A simple GRPC Python service demonstrates streaming text-generation with HuggingFace and pyTorch.
The sample TextGenerator
GRPC service provides two methods.
service TextGenerator {
rpc Generate(GenerateRequest) returns (GenerateResponse) {}
rpc GenerateStreamed(GenerateStreamedRequest) returns (stream GenerateStreamedResponse) {}
}
Generate
RPC can be used to generate text by a given staring phrase (GenerateRequest.text
) returning a final
result as soon as max number of tokens reached (GenerateRequest.max_length
). max_length
is an optional field. If not
provided the default value will be used.
message GenerateRequest {
string text = 1;
int32 max_length = 2;
}
Result contains the only field GenerateResponse.text
holding the product of generation process.

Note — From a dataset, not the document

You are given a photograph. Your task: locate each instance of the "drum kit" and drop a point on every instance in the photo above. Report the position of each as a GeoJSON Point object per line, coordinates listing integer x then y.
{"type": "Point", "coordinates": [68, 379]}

message GenerateResponse {
string text = 1;
}
GenerateStreamed
RPC performs the same work but streaming intermediate results during the generation process.
Optional GenerateStreamedRequest.intermediate_result_interval_ms
field specifies a minimal time span between intermediate
results. For instance, if the time interval is set to 500ms and a total generation process would take longer than this value,
every 500 ms an intermediate result returned.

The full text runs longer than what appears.